2021, a good year for autocrats

Lhe year 2021 began on January 6 in the chaos of the storming of the Capitol in Washington by Trumpist militants. It ends with the noise of boots on the border between Russia and Ukraine and the closure of the last NGO fighting for human rights in Moscow, Memorial. 2021 has been a good year for dictators and a bad year for democracies which are showing signs of fatigue in times of endless Covid-19.

These signs of depression came from Donald Trump’s United States, when, galvanized by their leader who refused his defeat, his supporters forced the door of the stronghold of American parliamentarians. The images went around the world, widely relayed in authoritarian countries, from Moscow to Beijing, who were delighted to show that democracy was disorder.

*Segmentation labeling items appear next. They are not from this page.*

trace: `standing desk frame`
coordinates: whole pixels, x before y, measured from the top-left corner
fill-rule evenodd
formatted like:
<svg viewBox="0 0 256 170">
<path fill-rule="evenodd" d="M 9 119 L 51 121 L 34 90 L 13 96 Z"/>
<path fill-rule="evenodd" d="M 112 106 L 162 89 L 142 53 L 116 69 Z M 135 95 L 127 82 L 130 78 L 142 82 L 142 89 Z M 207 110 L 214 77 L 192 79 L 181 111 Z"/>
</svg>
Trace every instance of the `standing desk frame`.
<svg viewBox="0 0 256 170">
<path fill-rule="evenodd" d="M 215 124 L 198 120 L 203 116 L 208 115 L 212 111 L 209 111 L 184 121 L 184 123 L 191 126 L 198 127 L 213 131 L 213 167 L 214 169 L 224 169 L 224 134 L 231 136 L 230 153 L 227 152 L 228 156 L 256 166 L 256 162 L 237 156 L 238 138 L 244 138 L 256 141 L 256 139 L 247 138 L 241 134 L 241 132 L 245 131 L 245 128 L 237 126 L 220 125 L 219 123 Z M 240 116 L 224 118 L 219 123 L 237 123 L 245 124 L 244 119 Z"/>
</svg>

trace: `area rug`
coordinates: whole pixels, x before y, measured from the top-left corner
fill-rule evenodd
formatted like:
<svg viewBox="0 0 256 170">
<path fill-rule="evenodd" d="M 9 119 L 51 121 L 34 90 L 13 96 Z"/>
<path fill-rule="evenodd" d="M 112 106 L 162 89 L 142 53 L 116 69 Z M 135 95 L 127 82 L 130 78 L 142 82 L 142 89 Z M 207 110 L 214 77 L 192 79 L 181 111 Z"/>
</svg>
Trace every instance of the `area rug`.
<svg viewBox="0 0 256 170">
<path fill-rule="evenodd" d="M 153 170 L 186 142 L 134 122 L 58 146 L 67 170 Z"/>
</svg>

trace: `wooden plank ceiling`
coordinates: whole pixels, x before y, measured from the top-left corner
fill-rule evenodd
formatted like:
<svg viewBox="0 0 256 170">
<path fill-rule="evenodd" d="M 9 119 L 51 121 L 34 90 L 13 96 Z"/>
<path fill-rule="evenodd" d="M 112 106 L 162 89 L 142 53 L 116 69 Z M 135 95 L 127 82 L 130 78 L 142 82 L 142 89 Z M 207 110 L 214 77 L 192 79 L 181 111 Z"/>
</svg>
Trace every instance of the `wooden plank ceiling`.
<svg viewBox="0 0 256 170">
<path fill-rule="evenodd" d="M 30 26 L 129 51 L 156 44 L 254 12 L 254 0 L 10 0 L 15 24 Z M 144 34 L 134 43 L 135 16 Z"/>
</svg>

Veteran Democrat Joe Biden is struggling to straighten out America’s tarnished image. The astonishment that gripped the country (and the rest of the world) did not last long. Liz Cheney – the daughter of former vice president of George Bush Jr, Dick Cheney, a hawk among the Republican hawks – is nailed to her party’s pillory for daring to be indignant at what happened on the 6th January. And no Republican elected official wants to cast a vote of support for a measure by Joe Biden.

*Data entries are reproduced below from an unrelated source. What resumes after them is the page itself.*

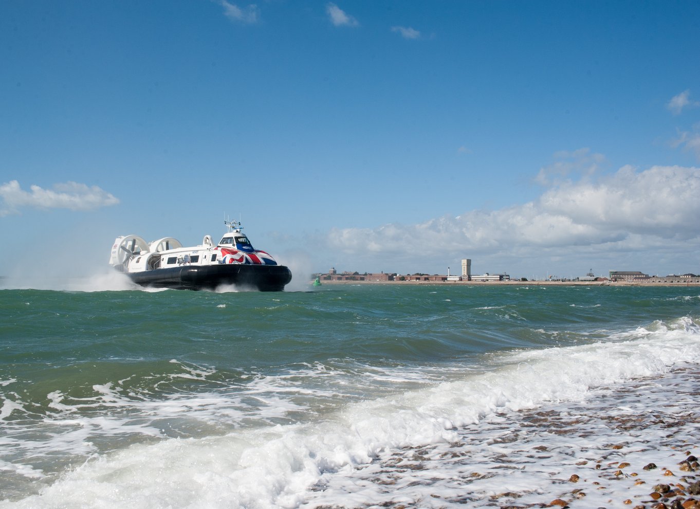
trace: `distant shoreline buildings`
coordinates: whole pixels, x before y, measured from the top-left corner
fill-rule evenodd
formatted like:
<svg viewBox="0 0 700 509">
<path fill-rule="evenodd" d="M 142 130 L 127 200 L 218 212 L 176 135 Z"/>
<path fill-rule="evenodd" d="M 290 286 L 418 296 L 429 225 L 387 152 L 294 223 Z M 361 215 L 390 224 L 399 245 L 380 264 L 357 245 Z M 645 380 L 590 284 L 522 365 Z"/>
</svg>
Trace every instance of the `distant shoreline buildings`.
<svg viewBox="0 0 700 509">
<path fill-rule="evenodd" d="M 461 260 L 461 274 L 453 275 L 450 274 L 449 267 L 447 267 L 447 274 L 424 274 L 422 272 L 414 272 L 413 274 L 401 274 L 398 272 L 363 272 L 344 271 L 338 272 L 335 267 L 332 267 L 328 272 L 316 273 L 313 274 L 313 278 L 318 278 L 321 282 L 323 281 L 413 281 L 413 282 L 440 282 L 440 281 L 475 281 L 475 282 L 499 282 L 511 281 L 510 276 L 507 274 L 491 274 L 486 272 L 483 274 L 472 274 L 472 260 L 470 258 L 463 258 Z M 528 281 L 526 278 L 516 279 L 523 282 Z M 536 281 L 531 279 L 530 281 Z M 680 275 L 669 274 L 667 276 L 650 276 L 647 274 L 638 271 L 623 271 L 611 270 L 609 272 L 609 277 L 602 276 L 595 276 L 592 271 L 589 271 L 585 276 L 580 276 L 575 278 L 562 278 L 554 276 L 549 276 L 545 281 L 552 282 L 626 282 L 626 283 L 653 283 L 657 284 L 700 284 L 700 276 L 694 274 L 683 274 Z"/>
</svg>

Internationally, it is not much better. The debacle of the withdrawal from Afghanistan which gives the keys to Kabul to the Taliban has a double consequence: an incredulity of the allies who have been placed in front of the fait accompli and a devastating effect on the image of the United States which brandishes the torch of the democracy in Afghanistan to deliver it, twenty years later, to its former masters, to the chagrin of this generation of Afghans and especially of Afghan women who believed in Washington’s promises.

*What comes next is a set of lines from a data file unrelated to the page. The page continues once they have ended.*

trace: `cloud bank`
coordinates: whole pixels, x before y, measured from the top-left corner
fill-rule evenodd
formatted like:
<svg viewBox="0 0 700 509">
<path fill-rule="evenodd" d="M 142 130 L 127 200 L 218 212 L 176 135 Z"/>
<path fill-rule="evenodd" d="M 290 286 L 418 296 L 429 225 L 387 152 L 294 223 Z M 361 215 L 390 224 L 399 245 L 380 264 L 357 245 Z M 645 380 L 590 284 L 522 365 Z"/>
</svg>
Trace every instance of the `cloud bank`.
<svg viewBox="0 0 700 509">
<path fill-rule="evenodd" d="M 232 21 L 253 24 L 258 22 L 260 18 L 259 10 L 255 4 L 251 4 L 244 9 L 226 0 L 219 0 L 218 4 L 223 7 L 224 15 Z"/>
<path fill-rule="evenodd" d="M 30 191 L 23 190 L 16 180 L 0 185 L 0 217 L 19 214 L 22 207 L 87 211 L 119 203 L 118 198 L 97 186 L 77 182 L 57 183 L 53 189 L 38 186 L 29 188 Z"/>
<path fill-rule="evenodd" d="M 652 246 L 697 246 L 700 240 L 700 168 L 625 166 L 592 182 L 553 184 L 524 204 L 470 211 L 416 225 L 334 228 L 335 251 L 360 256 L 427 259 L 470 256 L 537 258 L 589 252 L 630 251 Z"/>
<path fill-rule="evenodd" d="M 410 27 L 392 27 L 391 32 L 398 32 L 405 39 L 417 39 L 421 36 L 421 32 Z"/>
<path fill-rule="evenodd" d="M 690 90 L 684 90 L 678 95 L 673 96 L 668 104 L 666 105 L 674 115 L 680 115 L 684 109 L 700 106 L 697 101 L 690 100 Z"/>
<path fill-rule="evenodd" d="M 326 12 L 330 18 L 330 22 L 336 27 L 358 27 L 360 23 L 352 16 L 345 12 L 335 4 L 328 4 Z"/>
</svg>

Coup in Khartoum, civil war in Ethiopia

“Our children and grandchildren will do their doctoral thesis on the subject of who won: autocracy or democracy? “, Joe Biden explained in March. If we limit ourselves to this year 2021, it is rather the autocrats who win. Ten years after the start of the civil war, Bashar Al-Assad is still at the head of his country, even if it looks like a field of ruins. Hopes for democratic transitions in Ethiopia and Sudan, backed by Washington and the Europeans, end with a military coup in Khartoum and a civil war against Tigray led by 2019 Nobel Peace Prize winner Abiy Ahmed, in Addis Ababa. In Tunisia, the constitutional coup d’etat of President Kaïs Saïed raises fears of an autocratic turn.